How to use the CallbackScheduler

Event-driven Tango clients need to take care to ensure that the application processes events promptly so that each event gets serviced in a timely manner. Unfortunately, the built-in Tango event consumer is a resource that is shared by the entire process, meaning that reasoning about Tango event processing requires global information about the entire process.
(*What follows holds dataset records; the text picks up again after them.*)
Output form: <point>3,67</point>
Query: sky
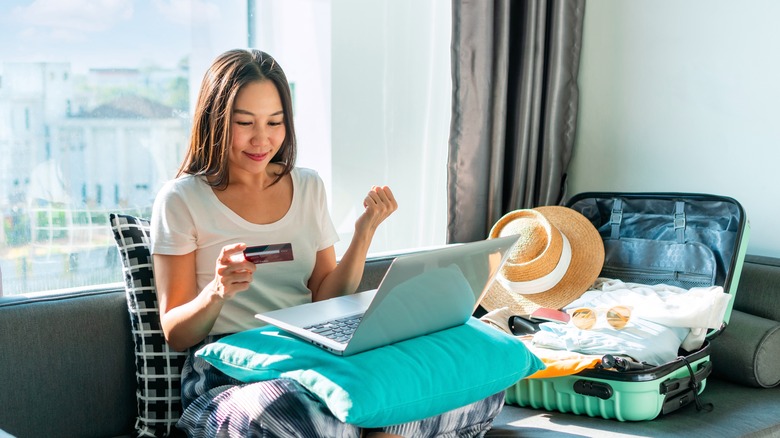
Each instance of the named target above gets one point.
<point>105,33</point>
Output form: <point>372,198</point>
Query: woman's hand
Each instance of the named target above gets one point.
<point>233,272</point>
<point>379,205</point>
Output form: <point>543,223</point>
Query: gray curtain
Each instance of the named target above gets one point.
<point>515,98</point>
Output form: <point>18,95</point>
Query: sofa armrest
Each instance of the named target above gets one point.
<point>66,365</point>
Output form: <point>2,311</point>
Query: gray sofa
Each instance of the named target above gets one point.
<point>67,370</point>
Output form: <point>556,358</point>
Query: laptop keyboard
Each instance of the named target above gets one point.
<point>339,330</point>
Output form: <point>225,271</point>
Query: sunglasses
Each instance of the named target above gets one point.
<point>585,318</point>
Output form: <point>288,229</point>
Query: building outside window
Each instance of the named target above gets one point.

The CallbackScheduler is an implementation of the recommendations in TBP 001 to allow developers to create robust event-driven Tango clients.

Registering a callback

The CallbackScheduler.register_event_callback() method can be used as a replacement for tango.DeviceProxy.subscribe_event(). For PyTango 10.1 or later the Tango subscription happens asynchronously and the returned future can be waited on, blocking until the subscription has been connected. For earlier versions of PyTango the subscription is synchronous and the future has a filled result when it is returned. Related subscriptions should use the same CallbackScheduler object so that the scheduler can prioritise between the event streams. For example:

import tango
import ska_tango_base as stb

dp = tango.DeviceProxy("foo/bar/1")

sched = stb.CallbackScheduler()

futures = []
futures.append(sched.register_event_callback(dp, "myAttr1", tango.EventType.CHANGE_EVENT, tango.utils.EventCallback()))
futures.append(sched.register_event_callback(dp, "myAttr2", tango.EventType.ARCHIVE_EVENT, tango.utils.EventCallback()))

callback_ids = []
for f in futures:
    callback_ids.append(f.result())

# Callbacks are registered now and will receive events
# ...

for cid in callback_ids:
    sched.unregister_callback(cid)

Tip

If you don’t want to unregister the callbacks individually then you don’t need to keep the return CallbackID around.
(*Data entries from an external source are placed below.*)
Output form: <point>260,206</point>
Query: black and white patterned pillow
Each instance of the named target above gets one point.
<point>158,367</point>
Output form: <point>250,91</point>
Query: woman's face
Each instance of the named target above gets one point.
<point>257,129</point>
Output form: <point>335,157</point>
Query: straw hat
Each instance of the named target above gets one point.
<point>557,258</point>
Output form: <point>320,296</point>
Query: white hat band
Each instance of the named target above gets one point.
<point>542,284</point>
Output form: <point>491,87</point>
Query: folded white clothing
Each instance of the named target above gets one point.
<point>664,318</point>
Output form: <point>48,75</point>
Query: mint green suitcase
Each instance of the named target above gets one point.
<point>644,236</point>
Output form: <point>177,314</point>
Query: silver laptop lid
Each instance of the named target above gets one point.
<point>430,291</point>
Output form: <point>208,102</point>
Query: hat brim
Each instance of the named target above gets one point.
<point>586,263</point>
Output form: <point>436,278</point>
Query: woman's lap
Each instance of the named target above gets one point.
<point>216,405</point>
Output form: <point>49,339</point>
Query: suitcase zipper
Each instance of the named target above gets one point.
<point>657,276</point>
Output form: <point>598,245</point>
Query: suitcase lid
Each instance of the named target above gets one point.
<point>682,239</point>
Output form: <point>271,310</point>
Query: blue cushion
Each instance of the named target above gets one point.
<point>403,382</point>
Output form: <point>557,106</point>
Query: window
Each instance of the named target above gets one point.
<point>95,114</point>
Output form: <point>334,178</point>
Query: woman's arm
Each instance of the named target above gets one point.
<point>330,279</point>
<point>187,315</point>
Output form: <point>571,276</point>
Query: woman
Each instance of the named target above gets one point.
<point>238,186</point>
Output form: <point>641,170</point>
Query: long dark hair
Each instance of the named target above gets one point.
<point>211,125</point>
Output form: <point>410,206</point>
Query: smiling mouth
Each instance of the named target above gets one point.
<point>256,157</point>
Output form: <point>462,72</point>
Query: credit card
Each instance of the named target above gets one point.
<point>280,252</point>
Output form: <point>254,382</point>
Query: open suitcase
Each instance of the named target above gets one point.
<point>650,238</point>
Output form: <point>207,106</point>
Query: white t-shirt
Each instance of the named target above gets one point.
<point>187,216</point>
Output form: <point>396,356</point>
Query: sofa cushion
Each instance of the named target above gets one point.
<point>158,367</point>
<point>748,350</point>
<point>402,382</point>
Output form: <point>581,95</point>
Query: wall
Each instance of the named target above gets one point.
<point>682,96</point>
Controlling the event queues

When using the CallbackScheduler Tango events are added to internal, bounded queues which are prioritised by worker threads to ensure that each event stream gets serviced in a timely manner. This has two consequences:

  1. Events from different event streams can be processed in any order, regardless of the order they are received.

  2. If callbacks for a given event stream cannot keep up, then old events are discarded from the queue to make room for new events. The default size of the queue is reasonably small as for most attributes it is more important to process fresh data than to keep up with every transition.

Both of these consequences can be mitigated using the queue_factory parameter of CallbackScheduler.register_event_callback(). If the order of events between event streams is important then a queue_factory using CallbackScheduler.get_queue() can be used to use the same queue for both event streams. Similarly, a queue_factory using CallbackScheduler.allocate_queue() can be used to increase the size of a queue. For example:

import tango
import ska_tango_base as stb

dp = tango.DeviceProxy("foo/bar/1")

sched = stb.CallbackScheduler()

sched.register_event_callback(dp, "myAttr1", tango.EventType.CHANGE_EVENT, tango.utils.EventCallback(), queue_factory=lambda: sched.allocate_queue(queue_size=8192))
sched.register_event_callback(dp, "myAttr2", tango.EventType.ARCHIVE_EVENT, tango.utils.EventCallback(), queue_factory=lambda: sched.get_queue(dp, "myAttr1", tango.EventType.CHANGE_EVENT))

Warning

The queue_factory will only be used if the event stream is not already connected, i.e. this is the first callback to be registered with this event stream.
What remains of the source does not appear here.